Does your company use high-risk AI?
Patrick Gordinne Perez2024-12-27T07:30:20+00:00You have automated part of your recruitment system. Did you know that this may be high-risk AI, and depending on the data you handle and how you handle it, you may be obliged to take certain measures?
See how to identify if this is the case and what you should do.
European Regulation on Artificial Intelligence (AI)
First of all, let’s remember that the European Regulation on Artificial Intelligence (RIA) sets out rules to ensure the safe and ethical use of AI in business (avoiding bias, discrimination, etc.) and outlines who is liable in case of misuse of this tool.
One of the key points to consider is whether you are using AI systems that are considered “high risk”, and if so, you must comply with the regulations.
What is high-risk AI?
Rights.
Given that the objective is to safeguard the fundamental rights of individuals and their security, the RIA categorises certain AI systems as “high risk” because of their potential impact on these rights.
These are categorised as high risk, among others:
- AI systems used in labour recruitment (to select candidates).
- AI used to determine access to public services (loans or grants).
- AI used in credit risk assessment or medical decisions.
AI and Personnel
At the business level, the RIA emphasises the use of high-risk AI when it affects decision-making (recruitment and selection of staff – job advertisements, screening and evaluation of candidates, working conditions and even dismissals).

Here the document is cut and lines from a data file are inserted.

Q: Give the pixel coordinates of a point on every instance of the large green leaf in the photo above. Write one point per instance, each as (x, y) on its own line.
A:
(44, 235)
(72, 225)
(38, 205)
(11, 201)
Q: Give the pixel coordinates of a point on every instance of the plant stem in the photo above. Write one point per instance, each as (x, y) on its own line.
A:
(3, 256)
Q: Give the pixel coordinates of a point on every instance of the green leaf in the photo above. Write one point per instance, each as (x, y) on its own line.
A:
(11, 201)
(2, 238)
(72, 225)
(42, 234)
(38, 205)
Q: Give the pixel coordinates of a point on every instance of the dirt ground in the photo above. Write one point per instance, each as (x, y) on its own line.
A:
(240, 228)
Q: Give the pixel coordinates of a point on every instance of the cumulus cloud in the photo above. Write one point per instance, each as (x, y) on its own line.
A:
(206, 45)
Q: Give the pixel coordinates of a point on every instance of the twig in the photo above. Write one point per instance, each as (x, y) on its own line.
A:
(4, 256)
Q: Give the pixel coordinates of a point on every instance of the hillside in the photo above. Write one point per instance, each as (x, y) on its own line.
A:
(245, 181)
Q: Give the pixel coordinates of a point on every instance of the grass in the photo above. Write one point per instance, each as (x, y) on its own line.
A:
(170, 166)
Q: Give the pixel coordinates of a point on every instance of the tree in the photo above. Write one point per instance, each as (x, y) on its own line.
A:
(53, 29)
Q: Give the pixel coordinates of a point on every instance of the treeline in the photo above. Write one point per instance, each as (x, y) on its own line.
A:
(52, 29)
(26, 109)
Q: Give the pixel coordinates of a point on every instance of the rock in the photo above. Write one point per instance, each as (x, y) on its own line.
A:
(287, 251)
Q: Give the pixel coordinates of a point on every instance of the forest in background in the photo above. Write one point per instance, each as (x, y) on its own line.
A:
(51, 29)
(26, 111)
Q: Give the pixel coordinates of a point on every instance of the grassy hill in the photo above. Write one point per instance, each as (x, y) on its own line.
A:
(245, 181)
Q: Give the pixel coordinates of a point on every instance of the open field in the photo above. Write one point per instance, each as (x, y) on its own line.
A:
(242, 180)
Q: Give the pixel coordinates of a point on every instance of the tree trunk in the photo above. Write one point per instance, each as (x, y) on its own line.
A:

If your company uses high-risk AI whose decisions relate to these areas (screening CVs, selecting employees for possible promotion…), you are using a high-risk system and should take action.
How to comply with regulations if you use high-risk AI?
Step 1
Identification of the risk
When the system acts in sensitive areas (health, security, privacy of persons…), check whether it is affected.
Annex III of the RIA provides a detailed list of these systems.
Step 2
Conformity assessment
You should subject the system to a conformity assessment before putting it into operation to verify that it meets the requirements of the RIA in terms of security and protection of rights.
This assessment can be carried out either by the supplier itself or by an external body.
Step 3
Execution
With the system in place, it must meet the following requirements:
- Transparency:
Among other obligations in this area, you must inform users that they are interacting with an AI. Include a warning on the screen to indicate this.
You should also explain the general criteria on which the system bases its decisions, as well as how and why each decision is made.
- Records:
You should also keep detailed records of the system’s operations, including technical documentation on how it was designed, how it was tested and how its performance is monitored.
Keeping clear documentation will protect you against possible audits or inspections.
- Continuous monitoring:
High-risk AI systems should be constantly inspected to ensure that they comply with safety and ethical standards at all times.
Conduct periodic audits to ensure that they do not deviate from the initial parameters.
Non-compliance
Be aware that breaching the RIA can lead to fines in the millions, as well as damage to your company’s reputation.
Consult Annex III of the Regulation to identify whether your company uses high-risk AI and to comply with the obligations it imposes.
This will help you avoid penalties and ensure ethical use of this technology.